There are $K$ blue balls and $N-K$ red balls. The balls of the same color cannot be distinguished. Snuke and Takahashi are playing with these balls.

First, Snuke will arrange the $N$ balls in a row from left to right.

Then, Takahashi will collect only the $K$ blue balls. In one move, he can collect any number of consecutive blue balls. He will collect all the blue balls in the fewest moves possible.

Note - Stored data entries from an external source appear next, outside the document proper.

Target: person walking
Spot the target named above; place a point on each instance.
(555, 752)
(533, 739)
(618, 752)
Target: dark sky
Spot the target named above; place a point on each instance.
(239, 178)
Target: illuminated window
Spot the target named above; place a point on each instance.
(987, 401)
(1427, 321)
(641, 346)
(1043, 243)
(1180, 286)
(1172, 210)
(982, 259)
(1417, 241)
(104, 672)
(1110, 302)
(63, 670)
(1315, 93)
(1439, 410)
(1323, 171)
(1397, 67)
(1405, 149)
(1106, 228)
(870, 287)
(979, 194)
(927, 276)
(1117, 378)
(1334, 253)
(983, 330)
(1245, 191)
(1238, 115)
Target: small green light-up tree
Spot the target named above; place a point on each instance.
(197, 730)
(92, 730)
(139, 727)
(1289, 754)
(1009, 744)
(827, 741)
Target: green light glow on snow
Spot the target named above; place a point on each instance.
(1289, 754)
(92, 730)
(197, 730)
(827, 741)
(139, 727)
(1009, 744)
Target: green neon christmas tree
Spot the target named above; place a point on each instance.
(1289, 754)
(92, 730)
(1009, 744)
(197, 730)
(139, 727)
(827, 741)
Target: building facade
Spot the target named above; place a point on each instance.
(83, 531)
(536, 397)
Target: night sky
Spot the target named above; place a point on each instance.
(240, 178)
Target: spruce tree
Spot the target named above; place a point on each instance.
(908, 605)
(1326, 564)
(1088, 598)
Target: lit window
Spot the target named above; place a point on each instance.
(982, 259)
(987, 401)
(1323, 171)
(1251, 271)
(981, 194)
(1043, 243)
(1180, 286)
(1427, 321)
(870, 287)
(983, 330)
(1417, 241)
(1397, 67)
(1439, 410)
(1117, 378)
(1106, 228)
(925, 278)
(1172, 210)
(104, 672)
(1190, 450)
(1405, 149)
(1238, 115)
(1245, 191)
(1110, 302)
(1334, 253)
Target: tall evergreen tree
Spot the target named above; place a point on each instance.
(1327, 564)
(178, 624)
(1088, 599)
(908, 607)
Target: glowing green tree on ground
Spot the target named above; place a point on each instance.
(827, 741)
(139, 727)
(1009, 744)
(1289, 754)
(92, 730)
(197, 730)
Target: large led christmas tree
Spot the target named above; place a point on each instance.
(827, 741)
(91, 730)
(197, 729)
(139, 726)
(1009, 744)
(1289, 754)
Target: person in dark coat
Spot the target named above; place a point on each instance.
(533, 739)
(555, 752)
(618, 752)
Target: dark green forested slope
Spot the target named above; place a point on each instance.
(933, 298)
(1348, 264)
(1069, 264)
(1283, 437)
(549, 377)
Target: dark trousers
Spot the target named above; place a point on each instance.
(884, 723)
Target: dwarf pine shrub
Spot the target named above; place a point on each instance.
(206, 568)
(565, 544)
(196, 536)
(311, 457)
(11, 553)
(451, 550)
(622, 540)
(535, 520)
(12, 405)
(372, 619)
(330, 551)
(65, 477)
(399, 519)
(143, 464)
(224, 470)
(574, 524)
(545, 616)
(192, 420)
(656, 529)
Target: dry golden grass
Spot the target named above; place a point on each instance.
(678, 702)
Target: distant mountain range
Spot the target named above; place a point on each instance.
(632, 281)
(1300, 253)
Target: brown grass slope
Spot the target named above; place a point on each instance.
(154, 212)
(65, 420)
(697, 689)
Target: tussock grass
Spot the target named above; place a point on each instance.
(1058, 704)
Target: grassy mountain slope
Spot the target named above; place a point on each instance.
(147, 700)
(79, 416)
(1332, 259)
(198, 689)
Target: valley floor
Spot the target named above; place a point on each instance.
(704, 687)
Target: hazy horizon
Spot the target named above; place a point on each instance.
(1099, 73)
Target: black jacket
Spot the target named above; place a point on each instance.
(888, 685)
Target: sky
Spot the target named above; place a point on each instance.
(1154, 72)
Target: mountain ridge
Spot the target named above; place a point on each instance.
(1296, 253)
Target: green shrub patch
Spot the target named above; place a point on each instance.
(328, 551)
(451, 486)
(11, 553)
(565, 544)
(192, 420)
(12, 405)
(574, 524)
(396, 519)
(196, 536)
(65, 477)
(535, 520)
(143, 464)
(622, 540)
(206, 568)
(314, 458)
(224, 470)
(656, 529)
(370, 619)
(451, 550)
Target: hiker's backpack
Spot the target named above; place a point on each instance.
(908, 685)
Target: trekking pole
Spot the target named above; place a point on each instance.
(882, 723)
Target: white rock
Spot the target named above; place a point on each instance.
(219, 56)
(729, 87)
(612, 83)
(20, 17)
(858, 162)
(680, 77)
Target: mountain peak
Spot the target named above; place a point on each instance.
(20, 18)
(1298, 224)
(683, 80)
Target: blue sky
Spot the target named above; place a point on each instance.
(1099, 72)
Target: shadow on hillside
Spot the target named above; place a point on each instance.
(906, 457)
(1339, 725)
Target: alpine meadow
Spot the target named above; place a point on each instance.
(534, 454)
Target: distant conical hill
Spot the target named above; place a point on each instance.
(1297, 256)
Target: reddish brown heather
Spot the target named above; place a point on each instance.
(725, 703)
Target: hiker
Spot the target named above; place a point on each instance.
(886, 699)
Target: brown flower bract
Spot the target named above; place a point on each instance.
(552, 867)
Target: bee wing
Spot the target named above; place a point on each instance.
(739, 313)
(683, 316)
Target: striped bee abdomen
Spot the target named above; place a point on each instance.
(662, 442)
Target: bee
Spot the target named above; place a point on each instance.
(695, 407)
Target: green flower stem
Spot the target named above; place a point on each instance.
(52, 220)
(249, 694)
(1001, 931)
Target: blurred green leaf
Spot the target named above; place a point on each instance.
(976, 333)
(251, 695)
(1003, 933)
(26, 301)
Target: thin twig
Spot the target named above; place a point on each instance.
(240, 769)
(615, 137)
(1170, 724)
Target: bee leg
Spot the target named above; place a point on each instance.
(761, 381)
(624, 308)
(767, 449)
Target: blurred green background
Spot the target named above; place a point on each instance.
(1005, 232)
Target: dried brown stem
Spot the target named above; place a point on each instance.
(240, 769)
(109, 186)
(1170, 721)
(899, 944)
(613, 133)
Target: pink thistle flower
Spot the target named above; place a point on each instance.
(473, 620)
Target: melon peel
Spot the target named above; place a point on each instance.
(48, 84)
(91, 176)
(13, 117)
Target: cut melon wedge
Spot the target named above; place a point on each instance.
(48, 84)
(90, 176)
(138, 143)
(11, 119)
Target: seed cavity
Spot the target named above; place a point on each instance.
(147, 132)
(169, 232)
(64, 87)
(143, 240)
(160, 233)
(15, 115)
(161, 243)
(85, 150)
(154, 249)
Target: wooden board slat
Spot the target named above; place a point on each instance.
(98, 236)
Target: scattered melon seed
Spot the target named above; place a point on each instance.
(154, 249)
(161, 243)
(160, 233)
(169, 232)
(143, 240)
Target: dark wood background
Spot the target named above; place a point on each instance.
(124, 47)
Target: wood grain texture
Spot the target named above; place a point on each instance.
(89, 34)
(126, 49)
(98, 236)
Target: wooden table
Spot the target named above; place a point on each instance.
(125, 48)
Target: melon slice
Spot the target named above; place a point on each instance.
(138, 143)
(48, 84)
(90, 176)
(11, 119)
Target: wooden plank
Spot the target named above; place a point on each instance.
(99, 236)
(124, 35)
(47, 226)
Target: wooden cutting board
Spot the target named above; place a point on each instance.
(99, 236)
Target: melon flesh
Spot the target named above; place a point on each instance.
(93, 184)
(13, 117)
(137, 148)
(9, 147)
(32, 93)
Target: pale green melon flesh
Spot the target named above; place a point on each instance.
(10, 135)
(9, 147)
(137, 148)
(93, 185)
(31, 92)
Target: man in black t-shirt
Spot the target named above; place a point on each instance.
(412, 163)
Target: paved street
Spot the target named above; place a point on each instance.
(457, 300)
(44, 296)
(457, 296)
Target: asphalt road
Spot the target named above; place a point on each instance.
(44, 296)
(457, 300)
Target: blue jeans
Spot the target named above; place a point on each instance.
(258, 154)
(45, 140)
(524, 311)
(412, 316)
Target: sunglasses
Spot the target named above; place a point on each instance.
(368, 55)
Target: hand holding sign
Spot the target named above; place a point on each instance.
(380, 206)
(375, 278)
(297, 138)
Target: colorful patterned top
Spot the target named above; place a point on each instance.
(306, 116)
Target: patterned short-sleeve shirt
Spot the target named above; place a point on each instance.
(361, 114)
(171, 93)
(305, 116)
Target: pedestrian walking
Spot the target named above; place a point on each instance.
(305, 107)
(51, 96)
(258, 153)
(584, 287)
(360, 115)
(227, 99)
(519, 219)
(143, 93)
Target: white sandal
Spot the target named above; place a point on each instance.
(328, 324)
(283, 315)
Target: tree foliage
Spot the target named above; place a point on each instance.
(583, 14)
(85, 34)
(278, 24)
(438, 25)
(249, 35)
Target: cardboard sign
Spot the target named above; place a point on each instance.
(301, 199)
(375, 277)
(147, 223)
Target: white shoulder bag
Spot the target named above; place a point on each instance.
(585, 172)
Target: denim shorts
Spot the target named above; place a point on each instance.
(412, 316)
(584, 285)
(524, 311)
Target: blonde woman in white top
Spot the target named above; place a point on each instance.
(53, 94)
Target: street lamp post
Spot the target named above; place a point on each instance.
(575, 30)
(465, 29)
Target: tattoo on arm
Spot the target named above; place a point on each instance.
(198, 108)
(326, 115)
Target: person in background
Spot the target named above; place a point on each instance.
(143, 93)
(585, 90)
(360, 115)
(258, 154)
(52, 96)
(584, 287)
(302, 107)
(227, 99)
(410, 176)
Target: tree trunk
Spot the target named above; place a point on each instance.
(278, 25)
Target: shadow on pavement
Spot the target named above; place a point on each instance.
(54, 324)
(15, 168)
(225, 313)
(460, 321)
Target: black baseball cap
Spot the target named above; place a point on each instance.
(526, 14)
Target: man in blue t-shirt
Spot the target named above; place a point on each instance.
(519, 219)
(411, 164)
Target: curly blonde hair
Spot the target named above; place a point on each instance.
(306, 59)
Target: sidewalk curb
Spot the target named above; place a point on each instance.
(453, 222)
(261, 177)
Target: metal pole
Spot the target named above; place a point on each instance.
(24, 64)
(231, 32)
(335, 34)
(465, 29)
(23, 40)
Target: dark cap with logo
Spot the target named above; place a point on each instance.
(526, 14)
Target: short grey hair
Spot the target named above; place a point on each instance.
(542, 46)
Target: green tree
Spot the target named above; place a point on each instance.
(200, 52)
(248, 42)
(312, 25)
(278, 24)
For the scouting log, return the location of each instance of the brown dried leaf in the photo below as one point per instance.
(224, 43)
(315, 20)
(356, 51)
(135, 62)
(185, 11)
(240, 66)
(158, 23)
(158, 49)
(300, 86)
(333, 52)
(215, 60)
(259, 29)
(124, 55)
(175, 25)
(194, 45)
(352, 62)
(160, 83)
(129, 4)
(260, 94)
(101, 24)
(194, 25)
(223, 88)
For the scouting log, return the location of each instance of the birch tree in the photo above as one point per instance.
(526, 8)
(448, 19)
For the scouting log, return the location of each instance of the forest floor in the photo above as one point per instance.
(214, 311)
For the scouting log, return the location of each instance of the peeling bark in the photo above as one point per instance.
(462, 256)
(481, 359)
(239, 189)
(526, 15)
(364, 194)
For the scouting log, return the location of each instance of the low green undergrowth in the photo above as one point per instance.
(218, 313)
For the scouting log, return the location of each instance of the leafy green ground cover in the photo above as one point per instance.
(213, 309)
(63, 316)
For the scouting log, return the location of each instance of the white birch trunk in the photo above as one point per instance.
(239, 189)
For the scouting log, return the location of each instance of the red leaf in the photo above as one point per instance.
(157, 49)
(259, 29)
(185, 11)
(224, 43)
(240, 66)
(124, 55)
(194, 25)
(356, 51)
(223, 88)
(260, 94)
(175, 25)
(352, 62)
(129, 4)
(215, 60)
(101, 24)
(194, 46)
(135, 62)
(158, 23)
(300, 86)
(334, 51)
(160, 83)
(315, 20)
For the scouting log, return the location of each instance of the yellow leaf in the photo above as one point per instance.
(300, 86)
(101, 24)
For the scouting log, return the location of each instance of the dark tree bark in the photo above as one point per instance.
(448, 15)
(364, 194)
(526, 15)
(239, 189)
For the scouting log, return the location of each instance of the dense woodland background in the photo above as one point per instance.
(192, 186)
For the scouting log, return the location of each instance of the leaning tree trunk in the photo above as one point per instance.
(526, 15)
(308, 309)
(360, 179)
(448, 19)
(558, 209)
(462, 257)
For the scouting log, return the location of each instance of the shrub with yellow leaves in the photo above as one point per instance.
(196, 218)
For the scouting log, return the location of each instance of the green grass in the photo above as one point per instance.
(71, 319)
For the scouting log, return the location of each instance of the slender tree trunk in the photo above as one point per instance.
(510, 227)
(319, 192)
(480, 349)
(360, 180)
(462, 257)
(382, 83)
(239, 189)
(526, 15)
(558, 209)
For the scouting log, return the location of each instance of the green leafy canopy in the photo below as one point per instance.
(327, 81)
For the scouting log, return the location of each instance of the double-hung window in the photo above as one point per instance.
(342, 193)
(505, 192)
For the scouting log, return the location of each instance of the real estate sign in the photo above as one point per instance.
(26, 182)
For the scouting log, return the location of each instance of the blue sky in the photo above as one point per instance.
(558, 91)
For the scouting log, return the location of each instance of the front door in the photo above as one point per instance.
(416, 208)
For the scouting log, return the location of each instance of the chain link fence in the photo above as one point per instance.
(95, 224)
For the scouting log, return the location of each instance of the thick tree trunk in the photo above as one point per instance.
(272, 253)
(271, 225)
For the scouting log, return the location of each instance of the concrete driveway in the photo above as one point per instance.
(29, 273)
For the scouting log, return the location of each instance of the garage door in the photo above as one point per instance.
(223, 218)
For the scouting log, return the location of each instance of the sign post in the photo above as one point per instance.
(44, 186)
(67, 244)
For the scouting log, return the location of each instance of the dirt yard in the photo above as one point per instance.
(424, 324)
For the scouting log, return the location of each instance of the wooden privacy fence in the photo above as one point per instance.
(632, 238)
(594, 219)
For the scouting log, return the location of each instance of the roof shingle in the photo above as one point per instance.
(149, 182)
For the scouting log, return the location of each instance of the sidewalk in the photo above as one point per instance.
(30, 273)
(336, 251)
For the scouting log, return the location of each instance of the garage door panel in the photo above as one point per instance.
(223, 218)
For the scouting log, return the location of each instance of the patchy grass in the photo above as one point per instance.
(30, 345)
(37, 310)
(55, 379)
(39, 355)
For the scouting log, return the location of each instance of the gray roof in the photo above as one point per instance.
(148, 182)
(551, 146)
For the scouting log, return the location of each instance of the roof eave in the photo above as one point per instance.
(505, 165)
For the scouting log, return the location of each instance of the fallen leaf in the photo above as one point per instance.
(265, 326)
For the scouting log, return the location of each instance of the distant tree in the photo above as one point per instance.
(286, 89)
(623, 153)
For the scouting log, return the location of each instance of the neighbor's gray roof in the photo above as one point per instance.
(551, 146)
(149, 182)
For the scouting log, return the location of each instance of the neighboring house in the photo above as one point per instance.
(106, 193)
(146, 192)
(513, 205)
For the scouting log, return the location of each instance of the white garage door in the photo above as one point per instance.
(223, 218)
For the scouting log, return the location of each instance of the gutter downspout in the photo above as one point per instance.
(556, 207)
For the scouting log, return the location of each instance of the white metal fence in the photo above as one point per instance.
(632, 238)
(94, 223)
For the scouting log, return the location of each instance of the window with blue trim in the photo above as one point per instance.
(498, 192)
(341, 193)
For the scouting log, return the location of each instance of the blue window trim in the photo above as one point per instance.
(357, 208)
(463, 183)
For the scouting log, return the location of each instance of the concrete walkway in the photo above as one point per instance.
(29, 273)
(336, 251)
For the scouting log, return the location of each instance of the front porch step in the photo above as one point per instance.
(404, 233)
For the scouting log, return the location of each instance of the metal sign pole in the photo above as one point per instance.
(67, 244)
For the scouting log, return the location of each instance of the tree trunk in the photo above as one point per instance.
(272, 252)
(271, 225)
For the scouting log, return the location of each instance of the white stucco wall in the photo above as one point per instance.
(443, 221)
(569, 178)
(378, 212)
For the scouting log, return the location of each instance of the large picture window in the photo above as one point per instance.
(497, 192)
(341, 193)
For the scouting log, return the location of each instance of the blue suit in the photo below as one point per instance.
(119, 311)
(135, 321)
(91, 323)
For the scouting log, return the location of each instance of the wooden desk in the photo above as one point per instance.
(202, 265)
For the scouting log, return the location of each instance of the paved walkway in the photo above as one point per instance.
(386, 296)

How many ways are there for Snuke to arrange the $N$ balls in a row so that Takahashi will need exactly $i$ moves to collect all the blue balls? Compute this number modulo $10^9+7$ for each $i$ such that $1 \leq i \leq K$.

Input is given from Standard Input in the following format:

```
$N$ $K$
```

Print $K$ lines. The $i$\-th line ($1 \leq i \leq K$) should contain the number of ways to arrange the $N$ balls so that Takahashi will need exactly $i$ moves to collect all the blue balls, modulo $10^9+7$.

-   $1 \leq K \leq N \leq 2000$

3
6
1

There are three ways to arrange the balls so that Takahashi will need exactly one move: (B, B, B, R, R), (R, B, B, B, R), and (R, R, B, B, B). (R and B stands for red and blue, respectively).

There are six ways to arrange the balls so that Takahashi will need exactly two moves: (B, B, R, B, R), (B, B, R, R, B), (R, B, B, R, B), (R, B, R, B, B), (B, R, B, B, R), and (B, R, R, B, B).

There is one way to arrange the balls so that Takahashi will need exactly three moves: (B, R, B, R, B).